Access the Application from the Cluster

To verify your application, you can use Kubernetes Port Forwarding by running the command:

kubectl port-forward service/helloworld 8080:8080

and access your application at http://localhost:8080/.

Deploy and expose the application to the outside world

Now that you are satified with your application you might want to expose it to the outside world. The wildfly helm chart can also create an Ingress resource for you so that your application is available outside of the cluster. This requires that your Kubernetes cluster has the ingress-operator.

If you want to test using minikube:

 minikube start --addons=metrics-server,ingress,dashboard --vm=true --disk-size=50GB

If you want to test using kind:

 kind create cluster
 ...
 kubectl apply -f https://raw.githubusercontent.com/kubernetes/ingress-nginx/main/deploy/static/provider/kind/deploy.yaml

Create a secret for TLS (Optionnal)

This is optional as you might not want to use TLS. First you need to create a secret to hold the certificates used for TLS connection.

kubectl create secret tls helloworld-secret-tls --key="tls.key" --cert="tls.crt"

If you need a certificate for testing purpose you can execute the following command which create a self-signed certificate for the tests.info DNS name:

openssl req -x509 -nodes -days 365 -newkey rsa:2048 -keyout tls.key -out tls.crt -subj "/CN=tests.info"

Deploy your application

Now we need to edit the previous helm.yaml file to provide the required parameters:

helm.yaml
image:
  name: quay.io/<YOUR_USERNAME>/helloworld
build:
  enabled: false # Disable S2I build
deploy:
  imagePullSecrets:
    - name: <YOUR_USERNAME>-pull-secret
  route:
    enabled: false # Disable OpenShift Route
  ingress:
    enabled: true #Enable Ingress resource creation
    host: <YOUR-EXPOSED-DNS-NAME> #tests.info
    tls:
      secret: helloworld-secret-tls
Note
If you want to use the self-signed certificates you have generated you can use tests.info as the host value.
Note
If you want to have several applications on the same host you can specify a path and pathType for your application.

You can now deploy your application with these values:

helm upgrade helloworld \
  -f ./helm.yaml \
  --repo https://docs.wildfly.org/wildfly-charts \
  wildfly

You should be able to access your application through a TLS connection on the specified DNS name.

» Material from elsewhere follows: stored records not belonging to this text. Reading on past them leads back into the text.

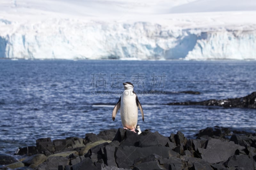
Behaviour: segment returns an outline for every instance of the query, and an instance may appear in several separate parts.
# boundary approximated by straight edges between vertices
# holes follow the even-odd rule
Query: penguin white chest
[[[121,97],[120,114],[124,127],[135,128],[138,120],[138,107],[136,95],[132,91],[125,90]]]

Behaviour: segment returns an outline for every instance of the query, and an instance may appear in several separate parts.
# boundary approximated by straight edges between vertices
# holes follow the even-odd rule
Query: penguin
[[[140,110],[142,120],[144,122],[144,115],[138,97],[133,91],[133,85],[130,82],[123,84],[124,90],[119,100],[114,107],[112,112],[112,120],[115,120],[118,110],[120,109],[123,127],[124,129],[136,133],[135,129],[138,121],[138,107]]]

If you have used tests.info as the DNS value you can now test using the following command:

curl --resolve tests.info:443:<YOUR_CLUSTER_IP_ADDRESS>  --insecure https://tests.info
Tip

You can get the cluster IP address using:

kubectl cluster-info

Conclusion

In this guide, you learnt how you can use the wildfly Helm chart to deploy your application on Kubernetes.

First, you learnt how to use the wildfly-maven-plugin to build a container image from your source code. You also learnt how to push this image to a container registry and pull it from Kubernetes with a pull secret.

As this Helm Chart is designed to use OpenShift Source-to-Image (S2I) by default, you learnt to configure it to disable the build process.

Finally, you used Kubernetes Port Forwarding to access your application on the Kubernetes cluster.